L’Histoire se répète. Elle est faite de résistances et de conquêtes. On sait que le pouvoir peut être une drogue très puissante, sans doute la plus puissante du monde. C’est une addiction qui rend fou. Dans ce cas, le réflexe identitaire est instrumentalisé de manière régressive et faussement historique. J’évoquais la proportionnalité de la riposte ; bien sûr qu’il y a eu les attentats horribles du Hamas le 7 octobre 2023, que la cause ne justifie pas. Je condamne fermement le Hamas en tant que parti et sa stratégie, ainsi que tous les attentats terroristes qu’il a commis. Mais je condamne avec la même virulence la volonté d’Israël, du moins de son gouvernement, de faire table rase. Parce qu’un dirigeant du Hamas se trouve dans un immeuble, faut-il le raser entièrement ? S’il est juste d’éliminer cet individu, faut-il aussi, dans le même temps, en éliminer cent autres qui n’y sont pour rien ? C’est la question que pose le film. À cette question je réponds non.

Dans le cadre du festival, vous rendrez un hommage à Charles Aznavour[2], une icône de la chanson et de la culture françaises. Que représente-t-il pour vous et pour la diaspora arménienne en général ?

Charles Aznavour

Aznavour est l’Arménien le plus connu du monde. Quand je me suis rendu en Italie pour l’un de mes derniers films, Gloria Mundi, la première phrase que m’a adressé la responsable de la distribution a été : « J’adore Aznavour ! » C’est le Frank Sinatra arménien. Son travail a plu et plaît toujours à toutes les générations, même les gens très jeunes qui apprécient certaines chansons. Il est emblématique du pays, un monument qu’on met souvent en avant et c’est toujours flatteur.

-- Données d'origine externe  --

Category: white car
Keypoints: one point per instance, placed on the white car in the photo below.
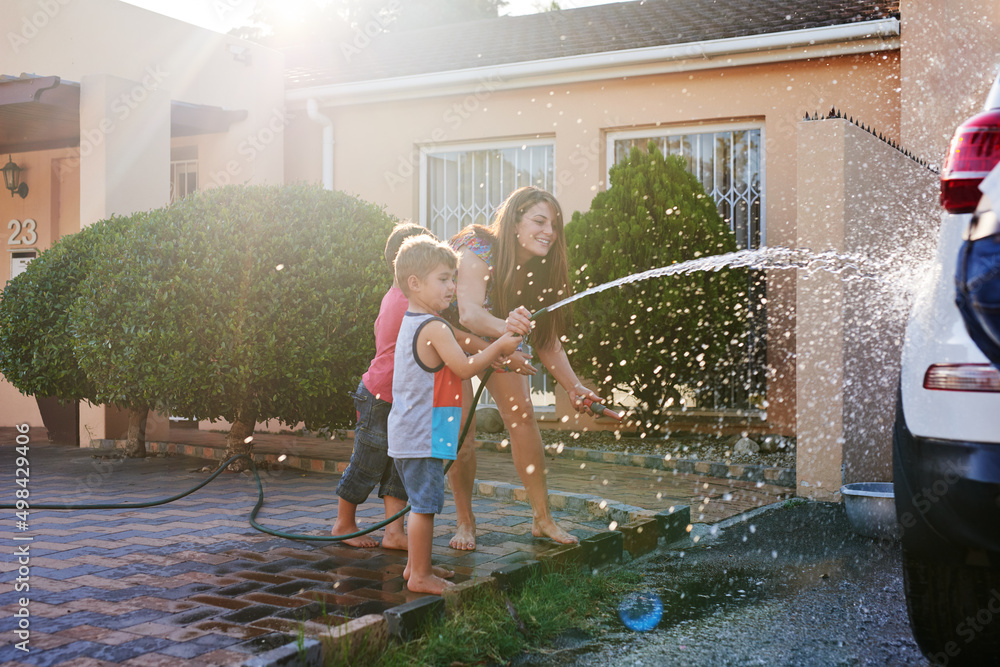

Et immédiatement derrière, il y a Robert Guédiguian !

Pour l’anecdote, la dernière fois où je me suis rendu en Arménie (j’y vais à peu près deux ou trois fois par an), j’ai donné une conférence sur mes films dans une université. Tous les étudiants me parlaient d’Une Histoire de fou qu’ils connaissaient par cœur, comme s’ils l’avaient vu une dizaine de fois. Cela m’a quand même beaucoup surpris… Des amis arméniens m’ont alors avoué que le film est diffusé tous les 24 avril, qui est la journée de commémoration du génocide, par la plus grande chaîne publique arménienne (équivalente à TF1 chez nous). Cela m’a fait très plaisir. Je ne suis pas aussi connu qu’Aznavour mais ça compte un peu.

[1] Festival qui aura lieu à Paris du 20 au 30 novembre : https://weekendalest.com/

[2] Robert Guédiguian sera présent à la Soirée d’hommage à Charles Aznavour le 24 novembre au théâtre de l’alliance française.